Perhaps a more interesting question enters the forum when one reads the Opportunity Finance Network’s mission statement: “Opportunity Finance Network® (OFN) is the national network of Community Development Financial Institutions (CDFIs)—private financial institutions that are 100% dedicated to delivering responsible, affordable lending to help low-income, low-wealth, and other disadvantaged people and communities join the economic mainstream.”  Two points are worth mentioning here.  First, any institution sponsored by government dollars cannot, by definition, be “private” as claimed.  Moreover, I call your attention to the last line concerning the “economic mainstream.”  The logical inference to be drawn from our discussion then becomes whether the “mainstream,” or status quo, has shifted from an economy based on profit and growth leading to job creation versus one dependent upon donations emboldened with the altruistic spirit of what our dear politicians term the “public good.”   And here lies the contradiction, for free-market job creation cannot exist in an economy based on donations and stimulus, at least not in a sustainable fashion.

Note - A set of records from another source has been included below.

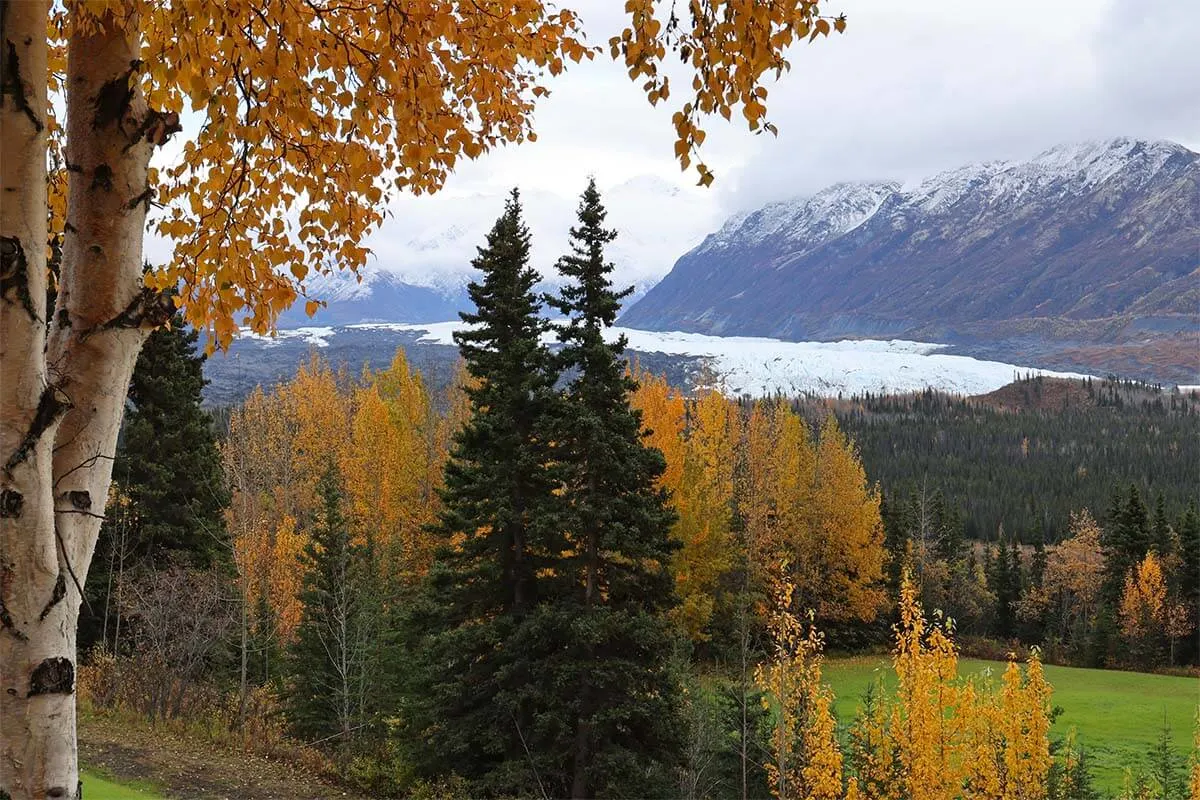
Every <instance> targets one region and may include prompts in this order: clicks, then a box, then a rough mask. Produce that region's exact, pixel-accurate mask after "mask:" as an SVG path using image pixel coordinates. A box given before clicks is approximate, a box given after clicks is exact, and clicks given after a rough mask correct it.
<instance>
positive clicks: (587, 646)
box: [550, 181, 682, 798]
mask: <svg viewBox="0 0 1200 800" xmlns="http://www.w3.org/2000/svg"><path fill="white" fill-rule="evenodd" d="M605 216H606V212H605V209H604V206H602V205H601V201H600V194H599V192H598V191H596V187H595V181H590V182H589V184H588V187H587V190H586V191H584V192H583V197H582V200H581V203H580V207H578V224H577V225H576V227H574V228H571V245H570V253H568V254H566V255H563V257H562V258H560V259H559V260H558V270H559V272H562V275H563V276H564V277H565V278H568V279H569V281H568V283H566V285H564V287H563V289H562V293H560V296H558V297H553V299H551V300H550V302H551V305H552V306H553V307H554V308H557V309H558V311H560V312H562V313H563V314H564V317H566V321H565V323H564V324H562V325H559V326H558V327H557V332H558V339H559V342H562V344H563V348H562V350H560V351H559V354H558V363H559V367H560V369H562V371H563V372H564V373H565V374H568V375H570V383H569V384H568V386H566V389H565V397H564V398H563V403H562V408H560V409H559V414H558V415H557V417H556V426H554V431H556V439H557V441H558V443H560V450H559V459H560V462H562V463H563V464H564V468H565V473H564V479H565V492H564V494H563V495H562V500H563V503H564V519H565V523H566V530H568V531H569V537H570V548H569V552H570V554H571V555H570V559H569V563H568V564H566V565H565V569H568V570H569V571H570V575H571V576H572V582H571V593H570V596H569V597H566V599H564V600H565V603H563V604H564V606H569V607H570V614H571V628H570V630H571V634H570V639H569V642H570V645H571V646H570V649H569V651H568V654H566V655H565V657H564V662H563V664H562V666H560V669H559V673H558V674H559V675H560V679H562V681H563V682H562V685H563V686H565V687H568V691H566V694H565V697H566V698H568V699H569V703H570V709H571V720H570V724H571V728H572V740H574V741H572V746H571V759H570V771H569V776H570V783H569V786H568V787H565V788H566V789H568V790H569V793H570V796H572V798H592V796H664V795H670V794H672V793H673V792H677V790H678V789H677V787H673V786H672V781H673V777H674V770H676V768H677V766H678V764H679V763H680V746H682V744H680V735H679V733H680V728H682V726H680V722H679V720H680V716H679V709H678V708H677V697H678V693H679V687H678V682H677V676H676V674H674V672H673V670H672V668H671V655H672V650H673V644H674V642H673V634H672V632H671V631H672V628H671V627H670V625H668V622H667V621H666V616H665V614H666V612H667V610H668V609H670V608H671V607H672V606H673V603H674V593H673V581H672V577H671V573H670V571H668V561H670V558H671V553H672V551H673V548H674V546H673V542H672V540H671V539H670V536H668V531H670V529H671V525H672V524H673V522H674V512H673V511H671V509H670V507H668V506H667V498H666V497H665V493H664V492H662V491H660V489H658V488H655V482H656V480H658V479H659V476H660V475H661V474H662V471H664V469H665V467H666V464H665V461H664V457H662V453H661V452H659V451H658V450H655V449H652V447H649V446H647V444H646V443H644V440H643V429H642V421H641V414H640V413H637V411H636V410H634V409H632V408H630V404H629V396H630V392H631V391H632V390H634V389H635V387H636V384H635V381H634V380H632V379H631V378H630V377H629V375H628V371H626V367H625V362H624V360H623V357H622V354H623V353H624V349H625V339H624V337H619V338H617V341H614V342H611V343H610V342H606V341H605V336H604V333H605V330H606V329H608V327H610V326H612V324H613V323H614V321H616V319H617V313H618V311H619V308H620V299H622V297H624V296H625V295H628V294H629V290H625V291H614V290H613V288H612V283H611V282H610V279H608V275H610V272H611V271H612V264H610V263H607V261H606V260H605V246H606V245H608V243H610V242H611V241H612V240H613V237H614V236H616V233H614V231H612V230H610V229H607V228H605V227H604V223H605ZM556 788H557V787H556Z"/></svg>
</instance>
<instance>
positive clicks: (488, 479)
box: [407, 191, 572, 796]
mask: <svg viewBox="0 0 1200 800" xmlns="http://www.w3.org/2000/svg"><path fill="white" fill-rule="evenodd" d="M528 260H529V233H528V230H527V228H526V225H524V223H523V221H522V217H521V203H520V197H518V194H517V192H516V191H514V192H512V194H511V197H510V199H509V200H508V203H506V204H505V207H504V213H503V215H502V216H500V217H499V219H497V222H496V224H494V225H493V227H492V230H491V231H490V233H488V234H487V243H486V246H484V247H481V248H479V254H478V257H476V258H475V259H474V260H473V261H472V263H473V265H474V266H475V269H478V270H479V271H480V272H482V277H481V278H480V281H479V282H475V283H472V284H470V285H469V288H468V291H469V294H470V299H472V302H474V305H475V308H476V311H475V313H472V314H462V318H463V320H464V321H467V323H469V324H470V325H472V327H470V329H468V330H464V331H460V332H456V333H455V341H456V342H457V344H458V350H460V353H461V354H462V357H463V360H464V362H466V368H467V372H468V373H469V375H470V378H472V379H473V383H472V385H470V386H468V387H467V396H468V399H469V402H470V410H472V416H470V419H469V420H468V421H467V423H466V425H464V427H463V428H462V429H461V431H460V432H458V434H457V435H456V439H455V443H454V446H452V450H451V453H450V459H449V463H448V464H446V468H445V487H444V489H443V492H442V505H443V507H442V512H440V519H439V521H438V522H437V524H436V525H434V527H433V528H432V531H431V533H432V534H433V535H434V536H437V537H438V539H439V540H440V542H442V546H440V547H439V549H438V552H437V554H436V558H434V563H433V566H432V569H431V571H430V575H428V577H427V578H426V581H425V583H424V585H422V587H421V588H420V590H419V595H418V597H415V599H414V601H413V603H412V607H410V616H409V620H410V621H409V627H410V630H412V633H413V636H414V637H415V639H416V640H415V643H414V644H415V650H416V654H418V655H416V663H415V664H413V668H412V670H410V678H412V682H410V686H409V688H408V692H407V696H408V697H409V698H410V704H412V708H410V709H408V712H407V717H408V721H409V723H410V724H412V727H413V730H412V732H410V734H412V735H410V736H409V739H410V740H413V741H416V742H420V744H419V745H418V746H416V752H415V753H414V762H415V763H416V764H419V769H421V770H422V771H424V772H425V775H426V776H427V777H440V776H448V775H451V774H454V775H458V776H460V777H462V778H464V780H466V781H467V783H468V787H469V790H470V794H472V795H473V796H498V795H499V796H540V795H542V794H545V793H546V792H548V790H550V789H548V787H546V786H545V781H547V780H550V776H551V775H553V774H554V772H556V771H557V772H560V771H562V764H563V762H564V759H565V758H566V757H568V754H569V750H570V741H571V735H572V730H571V729H570V728H569V722H570V720H569V718H568V717H566V716H565V714H562V712H557V709H556V696H554V687H553V686H552V685H551V684H548V682H546V680H545V673H544V672H542V670H545V669H546V668H547V666H548V664H552V663H556V658H557V657H558V656H557V652H558V651H559V650H560V649H562V646H563V636H564V632H563V631H562V630H559V628H556V627H553V625H552V624H550V625H547V621H546V619H545V615H544V614H542V607H546V606H548V604H550V603H552V602H554V601H557V599H558V597H560V596H562V595H564V594H565V589H563V588H557V585H556V584H559V583H563V582H564V581H568V579H569V577H570V576H569V575H568V573H566V572H565V571H564V570H563V567H562V564H560V561H562V558H563V552H564V551H565V549H566V542H565V539H564V537H563V535H562V533H560V531H562V527H560V524H559V521H558V519H557V517H556V504H557V500H554V489H556V488H557V487H558V486H559V485H560V481H559V479H558V477H557V475H556V473H554V470H553V465H552V464H551V453H550V447H551V440H550V438H548V437H547V429H548V423H547V420H548V409H550V407H551V405H553V403H554V402H556V401H554V389H553V387H554V383H556V378H557V374H556V373H554V372H553V368H552V365H551V359H550V353H548V350H547V349H546V348H545V347H544V344H542V343H541V341H540V337H541V335H542V332H545V331H546V330H547V324H546V321H545V320H544V319H542V317H541V313H540V312H541V306H540V302H539V300H538V296H536V295H535V294H534V290H533V289H534V285H535V284H536V283H538V281H539V276H538V273H536V272H535V271H534V270H532V269H530V267H529V264H528ZM551 622H553V620H551Z"/></svg>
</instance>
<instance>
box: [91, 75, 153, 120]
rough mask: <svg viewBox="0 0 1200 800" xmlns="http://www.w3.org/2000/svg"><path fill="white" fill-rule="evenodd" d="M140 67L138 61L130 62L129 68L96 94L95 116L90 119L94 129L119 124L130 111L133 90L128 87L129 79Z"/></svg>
mask: <svg viewBox="0 0 1200 800" xmlns="http://www.w3.org/2000/svg"><path fill="white" fill-rule="evenodd" d="M140 66H142V62H140V61H137V60H134V61H131V62H130V68H128V70H127V71H125V72H122V73H121V74H119V76H116V77H115V78H113V79H112V80H109V82H108V83H106V84H104V85H102V86H101V88H100V91H97V92H96V103H95V104H96V114H95V116H92V119H91V126H92V127H94V128H103V127H108V126H109V125H113V124H114V122H120V121H121V120H124V119H125V115H126V114H127V113H128V110H130V101H132V100H133V88H132V86H130V78H131V77H133V73H134V72H137V70H138V67H140Z"/></svg>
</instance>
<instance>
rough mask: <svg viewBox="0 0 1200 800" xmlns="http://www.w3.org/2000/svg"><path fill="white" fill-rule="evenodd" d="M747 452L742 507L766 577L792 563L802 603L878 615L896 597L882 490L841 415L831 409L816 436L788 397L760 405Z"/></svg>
mask: <svg viewBox="0 0 1200 800" xmlns="http://www.w3.org/2000/svg"><path fill="white" fill-rule="evenodd" d="M745 455H746V470H745V476H744V480H743V486H742V489H740V497H739V509H740V511H742V513H743V516H744V519H745V525H746V547H748V549H749V558H750V560H751V565H752V571H756V572H757V573H758V576H757V581H760V582H762V581H764V579H766V581H768V582H769V581H778V579H782V578H784V577H785V576H778V575H773V572H774V571H775V570H778V569H779V566H780V565H782V564H787V565H788V566H787V570H788V575H787V576H786V577H787V579H788V581H790V582H792V584H793V585H794V588H796V591H794V597H793V602H794V603H796V604H797V608H800V609H811V610H814V612H815V613H816V615H817V618H818V619H821V620H828V621H845V620H864V621H869V620H872V619H875V618H876V615H877V614H878V613H880V610H881V609H882V607H883V602H884V597H886V593H884V591H883V587H882V581H883V560H884V553H883V525H882V521H881V517H880V495H878V491H877V489H876V488H875V487H872V486H871V485H869V483H868V481H866V474H865V473H864V470H863V465H862V463H860V462H859V461H858V455H857V453H856V452H854V447H853V444H852V443H851V441H850V440H848V439H847V438H846V437H845V434H842V433H841V431H840V429H839V428H838V423H836V422H835V421H834V420H833V417H832V416H830V417H827V420H826V422H824V423H823V426H822V428H821V434H820V438H818V440H817V441H816V443H814V441H812V439H811V437H810V434H809V428H808V425H806V423H805V422H804V420H803V419H800V416H799V415H797V414H796V413H793V411H792V410H791V409H790V408H788V407H787V405H784V404H770V405H768V404H762V403H760V404H756V407H755V408H754V410H752V411H751V414H750V419H749V421H748V423H746V438H745ZM760 585H762V584H760Z"/></svg>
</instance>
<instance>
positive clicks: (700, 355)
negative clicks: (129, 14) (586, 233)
mask: <svg viewBox="0 0 1200 800" xmlns="http://www.w3.org/2000/svg"><path fill="white" fill-rule="evenodd" d="M348 327H354V329H361V330H371V329H374V330H394V331H408V332H415V333H421V336H420V337H419V338H418V341H419V342H422V343H426V344H444V345H452V344H454V332H455V331H458V330H463V327H464V324H463V323H461V321H446V323H433V324H409V323H365V324H360V325H349V326H348ZM281 333H283V332H282V331H281ZM305 336H308V337H312V338H314V339H316V338H320V339H322V341H325V339H326V338H328V336H326V335H325V332H324V331H320V332H307V333H305ZM606 336H607V337H608V338H610V341H613V339H616V338H617V337H620V336H624V337H625V339H626V342H628V348H629V350H631V351H632V353H631V356H632V357H634V360H636V355H637V353H660V354H664V355H671V356H685V357H694V359H698V360H700V361H701V362H702V365H703V366H704V368H706V371H707V372H708V375H704V377H702V378H701V383H702V384H704V385H708V386H710V387H713V389H718V390H720V391H721V392H722V393H726V395H730V396H743V395H746V396H750V397H769V396H773V395H784V396H794V395H805V393H806V395H817V396H822V397H836V396H838V395H844V396H850V395H863V393H865V392H871V393H881V395H884V393H905V392H916V391H922V390H925V389H932V390H935V391H942V392H947V393H952V395H965V396H970V395H984V393H988V392H991V391H995V390H997V389H1000V387H1001V386H1004V385H1007V384H1010V383H1012V381H1014V380H1016V379H1018V378H1019V377H1025V375H1030V374H1034V375H1046V377H1055V378H1086V377H1087V375H1084V374H1080V373H1070V372H1054V371H1049V369H1037V368H1032V367H1022V366H1018V365H1012V363H1003V362H1000V361H983V360H980V359H972V357H970V356H962V355H952V354H947V353H942V350H944V349H946V348H947V345H944V344H936V343H929V342H911V341H906V339H889V341H881V339H844V341H840V342H785V341H782V339H774V338H766V337H749V336H708V335H704V333H684V332H677V331H643V330H638V329H632V327H619V326H617V327H611V329H608V330H607V332H606ZM545 338H546V342H547V343H552V342H553V341H554V336H553V333H548V335H547V336H546V337H545Z"/></svg>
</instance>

While Starbucks rightfully claims the revered title of global corporation and the success inherent with that label, one has to wonder why Starbucks promotes values contradictory to those which paved its own road to success.  Examples such as these are warning signs of a society and an economy that is fundamentally at odds with itself.  For what this campaign concludes is that donations, charity, and altruism are as valuable in practical and ideological terms as profit, ingenuity, and the individual.  Yet to any entrepreneur,the backbone of American progress throughout the last century, these two sets of ideals are in direct opposition and cannot coexist.